Intel prepares for Nova Lake CPUs with new Linux support — retiring 20-year-old 'Family 6' designation in favor of 'Family 18'

Alder Lake.

For the first time in more than two decades, Intel is moving past its long-standing CPU classification system in favor of a new one. With Nova Lake, the company’s next generation of processors, Intel is signaling the end of the Family 6 era that has defined x86 processors since the late ’90s. This change was unearthed as part of the Linux enablement Intel is doing for Nova Lake as we speak.

The initial patch, spotted in the Linux kernel mailing list by Phoronix, introduces Nova Lake under a brand-new identifier: Family 18. This marks a clean break from the legacy Family 6 framework, which has carried everything from Pentium Pro to Arrow Lake. The move required significant refactoring in previous kernel releases, ensuring Linux code could adapt to architectures beyond Family 6.

(Image credit: Phoronix)

The update also adds definitions for two models: Nova Lake (Family 18, Model 1) and Nova Lake L (Family 18, Model 3), the latter likely denoting low-power mobile variants. These early hooks allow future driver-level patches—covering graphics, power management, and scheduling—to integrate seamlessly once Nova Lake hardware lands in late 2026.

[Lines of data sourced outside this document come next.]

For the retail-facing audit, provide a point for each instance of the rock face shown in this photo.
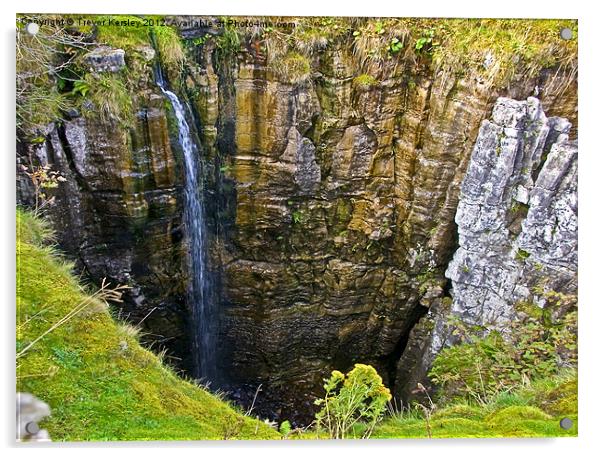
(336, 217)
(330, 210)
(517, 215)
(30, 411)
(517, 229)
(118, 211)
(106, 59)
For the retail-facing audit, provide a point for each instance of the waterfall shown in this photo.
(202, 314)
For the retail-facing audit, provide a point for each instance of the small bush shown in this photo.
(358, 397)
(292, 68)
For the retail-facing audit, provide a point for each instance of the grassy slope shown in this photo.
(102, 385)
(99, 382)
(535, 411)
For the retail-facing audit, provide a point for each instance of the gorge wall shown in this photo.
(331, 203)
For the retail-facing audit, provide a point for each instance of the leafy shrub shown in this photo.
(358, 397)
(537, 345)
(292, 68)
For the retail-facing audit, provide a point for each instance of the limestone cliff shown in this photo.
(332, 195)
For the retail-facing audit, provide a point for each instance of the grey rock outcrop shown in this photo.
(30, 411)
(517, 215)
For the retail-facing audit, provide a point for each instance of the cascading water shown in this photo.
(202, 313)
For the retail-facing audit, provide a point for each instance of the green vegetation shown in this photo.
(99, 382)
(534, 410)
(110, 96)
(364, 82)
(535, 346)
(358, 397)
(169, 45)
(297, 217)
(292, 68)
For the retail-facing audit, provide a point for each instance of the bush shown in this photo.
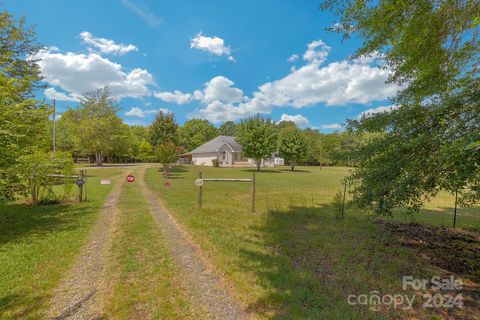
(338, 205)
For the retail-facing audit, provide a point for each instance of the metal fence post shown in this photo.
(200, 191)
(80, 188)
(85, 184)
(455, 210)
(252, 196)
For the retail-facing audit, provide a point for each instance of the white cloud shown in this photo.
(317, 52)
(176, 96)
(333, 126)
(380, 109)
(214, 45)
(338, 83)
(298, 119)
(78, 73)
(137, 112)
(144, 13)
(360, 81)
(294, 57)
(107, 45)
(219, 89)
(51, 93)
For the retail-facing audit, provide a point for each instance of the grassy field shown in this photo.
(39, 243)
(292, 258)
(146, 280)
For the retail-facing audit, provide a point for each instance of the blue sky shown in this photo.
(218, 60)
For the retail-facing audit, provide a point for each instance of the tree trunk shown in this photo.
(98, 157)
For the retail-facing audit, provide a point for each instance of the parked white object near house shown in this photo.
(228, 152)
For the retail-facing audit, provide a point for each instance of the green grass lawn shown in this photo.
(38, 244)
(141, 267)
(292, 258)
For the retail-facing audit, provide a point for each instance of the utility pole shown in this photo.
(54, 127)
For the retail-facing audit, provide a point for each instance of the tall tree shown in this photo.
(196, 132)
(432, 49)
(22, 119)
(166, 153)
(163, 129)
(228, 128)
(292, 145)
(100, 129)
(258, 138)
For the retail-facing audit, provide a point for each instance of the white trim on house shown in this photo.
(228, 152)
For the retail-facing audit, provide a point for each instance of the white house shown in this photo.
(228, 152)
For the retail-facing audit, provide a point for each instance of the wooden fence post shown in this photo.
(200, 191)
(252, 196)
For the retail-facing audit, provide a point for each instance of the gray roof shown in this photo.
(215, 144)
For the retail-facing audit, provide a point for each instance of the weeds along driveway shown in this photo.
(80, 294)
(205, 284)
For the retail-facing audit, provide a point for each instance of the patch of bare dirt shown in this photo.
(450, 252)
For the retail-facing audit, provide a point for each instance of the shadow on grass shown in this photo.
(293, 171)
(20, 220)
(262, 170)
(19, 306)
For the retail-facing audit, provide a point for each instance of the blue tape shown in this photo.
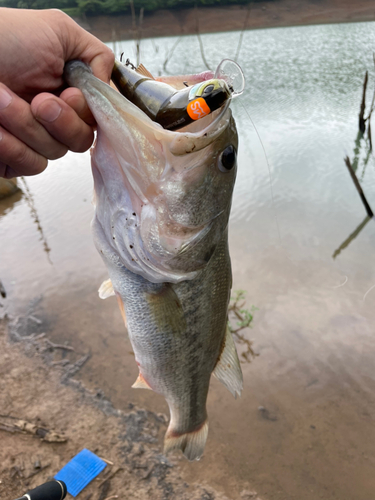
(80, 471)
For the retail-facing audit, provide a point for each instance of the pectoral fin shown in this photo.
(143, 71)
(228, 368)
(106, 289)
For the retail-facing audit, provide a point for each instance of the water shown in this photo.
(313, 330)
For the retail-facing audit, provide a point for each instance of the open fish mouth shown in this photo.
(159, 210)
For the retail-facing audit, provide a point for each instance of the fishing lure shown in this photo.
(171, 108)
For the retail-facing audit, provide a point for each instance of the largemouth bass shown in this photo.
(162, 202)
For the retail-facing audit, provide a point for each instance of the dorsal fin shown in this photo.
(143, 71)
(228, 369)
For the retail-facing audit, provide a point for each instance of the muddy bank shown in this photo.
(37, 385)
(237, 17)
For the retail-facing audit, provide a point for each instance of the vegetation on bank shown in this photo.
(109, 7)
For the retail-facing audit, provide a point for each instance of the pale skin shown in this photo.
(39, 120)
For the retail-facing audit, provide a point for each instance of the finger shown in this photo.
(82, 45)
(64, 125)
(18, 158)
(17, 118)
(75, 99)
(6, 171)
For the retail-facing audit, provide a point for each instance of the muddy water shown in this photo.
(303, 252)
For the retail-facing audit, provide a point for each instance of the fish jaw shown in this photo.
(156, 190)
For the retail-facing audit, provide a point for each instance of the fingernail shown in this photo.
(5, 98)
(49, 111)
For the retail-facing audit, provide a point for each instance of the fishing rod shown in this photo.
(52, 490)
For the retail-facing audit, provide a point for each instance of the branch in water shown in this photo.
(358, 187)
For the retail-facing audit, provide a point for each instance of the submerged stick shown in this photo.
(351, 237)
(362, 121)
(358, 186)
(200, 40)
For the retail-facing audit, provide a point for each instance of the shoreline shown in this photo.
(265, 14)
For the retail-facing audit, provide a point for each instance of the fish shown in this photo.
(162, 201)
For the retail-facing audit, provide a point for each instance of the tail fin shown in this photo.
(191, 443)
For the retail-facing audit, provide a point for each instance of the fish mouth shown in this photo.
(133, 161)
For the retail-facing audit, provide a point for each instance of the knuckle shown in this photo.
(57, 152)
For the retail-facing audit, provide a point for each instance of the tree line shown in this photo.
(110, 7)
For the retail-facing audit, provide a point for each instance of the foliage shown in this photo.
(243, 318)
(96, 7)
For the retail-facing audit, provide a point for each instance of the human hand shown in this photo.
(38, 119)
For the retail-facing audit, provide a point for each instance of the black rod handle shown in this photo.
(52, 490)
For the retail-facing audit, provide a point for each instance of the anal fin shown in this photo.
(106, 289)
(228, 368)
(190, 443)
(141, 383)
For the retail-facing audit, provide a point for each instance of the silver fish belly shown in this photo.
(162, 203)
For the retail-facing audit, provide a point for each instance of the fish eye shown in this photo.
(227, 159)
(208, 89)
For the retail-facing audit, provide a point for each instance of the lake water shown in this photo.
(304, 427)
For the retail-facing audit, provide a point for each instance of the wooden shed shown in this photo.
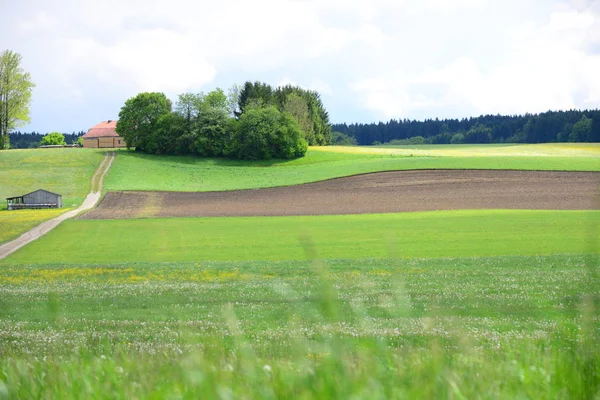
(38, 199)
(103, 135)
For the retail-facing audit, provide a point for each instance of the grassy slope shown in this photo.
(14, 223)
(501, 327)
(64, 171)
(431, 234)
(133, 171)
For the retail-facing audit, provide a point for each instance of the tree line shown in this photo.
(551, 126)
(254, 122)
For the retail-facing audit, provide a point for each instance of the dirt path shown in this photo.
(46, 226)
(385, 192)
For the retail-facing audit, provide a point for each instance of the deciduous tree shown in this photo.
(138, 119)
(53, 139)
(15, 95)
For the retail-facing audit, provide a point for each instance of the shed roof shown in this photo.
(103, 129)
(39, 190)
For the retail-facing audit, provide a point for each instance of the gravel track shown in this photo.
(384, 192)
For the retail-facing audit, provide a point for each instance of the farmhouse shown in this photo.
(38, 199)
(103, 135)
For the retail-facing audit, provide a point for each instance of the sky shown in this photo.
(371, 60)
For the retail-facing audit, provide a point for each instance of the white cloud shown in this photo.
(547, 67)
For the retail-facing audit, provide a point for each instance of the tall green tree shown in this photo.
(297, 107)
(255, 95)
(265, 133)
(15, 95)
(53, 139)
(139, 117)
(582, 130)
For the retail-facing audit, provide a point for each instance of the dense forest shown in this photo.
(551, 126)
(253, 122)
(24, 140)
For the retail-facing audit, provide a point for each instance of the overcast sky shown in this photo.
(371, 60)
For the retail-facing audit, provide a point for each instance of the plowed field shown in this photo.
(384, 192)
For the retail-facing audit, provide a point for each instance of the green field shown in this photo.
(134, 171)
(448, 304)
(64, 171)
(370, 328)
(14, 223)
(415, 235)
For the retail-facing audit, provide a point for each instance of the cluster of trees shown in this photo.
(15, 95)
(25, 140)
(551, 126)
(251, 122)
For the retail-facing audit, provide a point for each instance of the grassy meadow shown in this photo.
(134, 171)
(448, 304)
(67, 171)
(14, 223)
(479, 327)
(406, 235)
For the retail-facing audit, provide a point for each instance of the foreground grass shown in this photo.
(499, 327)
(409, 235)
(65, 171)
(134, 171)
(14, 223)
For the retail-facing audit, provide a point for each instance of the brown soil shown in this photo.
(383, 192)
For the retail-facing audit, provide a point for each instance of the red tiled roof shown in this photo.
(103, 129)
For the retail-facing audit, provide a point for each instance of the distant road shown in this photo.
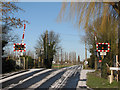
(44, 78)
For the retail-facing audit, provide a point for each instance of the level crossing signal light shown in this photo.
(103, 47)
(20, 47)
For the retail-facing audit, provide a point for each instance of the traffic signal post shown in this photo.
(21, 47)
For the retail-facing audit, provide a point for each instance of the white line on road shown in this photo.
(22, 81)
(36, 85)
(61, 82)
(20, 74)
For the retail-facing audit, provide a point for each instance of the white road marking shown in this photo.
(36, 85)
(17, 75)
(22, 81)
(61, 82)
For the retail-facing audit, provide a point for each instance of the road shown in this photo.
(44, 78)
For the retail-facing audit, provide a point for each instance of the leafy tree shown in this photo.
(9, 21)
(87, 12)
(107, 35)
(49, 43)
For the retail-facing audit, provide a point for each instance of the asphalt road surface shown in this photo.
(44, 79)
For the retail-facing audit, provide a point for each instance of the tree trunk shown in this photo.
(119, 37)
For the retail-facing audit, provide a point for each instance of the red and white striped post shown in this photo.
(23, 33)
(23, 37)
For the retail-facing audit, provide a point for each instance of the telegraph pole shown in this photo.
(97, 52)
(85, 54)
(61, 57)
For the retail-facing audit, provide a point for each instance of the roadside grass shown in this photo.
(94, 81)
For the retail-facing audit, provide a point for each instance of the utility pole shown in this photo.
(61, 57)
(46, 42)
(119, 38)
(97, 52)
(85, 54)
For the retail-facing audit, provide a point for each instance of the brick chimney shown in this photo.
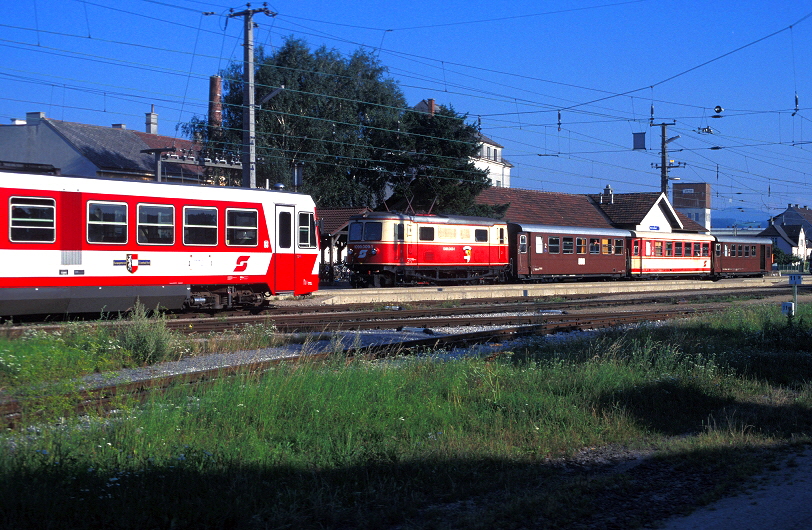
(152, 121)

This isn’t just a naming exercise like the company dropping the "i" branding for its CPUs two years ago, rather Intel’s segmentation strategy is becoming clearer: Family 18 for client CPUs, while Family 19 will house next-gen Xeon processors like Diamond Rapids. By splitting desktop and server under distinct families, Intel aims to simplify feature tracking and driver enablement across platforms.

(Image credit: Phoronix)

Although these kernel patches don’t reveal any hardware specs—they just add simple identifiers to the Linux kernel—the roadmap hints at aggressive performance targets. Nova Lake is expected to double core counts over Arrow Lake, with rumored configurations scaling up to 16 Performance cores, 32 Efficiency cores, and 4 LPE cores, along with a new iGPU based on the Xe4 “Druid” architecture. There’s also speculation that Nova Lake will span everything from desktops and laptops to emerging categories like gaming handhelds with Nova Lake-AX, suggesting Intel wants its Linux groundwork to cover a broad range of use cases.

With Panther Lake expected to launch first and bring Intel 18A to the market, likely under the Core Ultra 300 branding, Nova Lake’s debut is still a year away. But Intel’s early enablement ensures that by the time Ubuntu 26.04 LTS arrives, Linux users will have full support baked in—something that’s become an essential part of Intel’s playbook.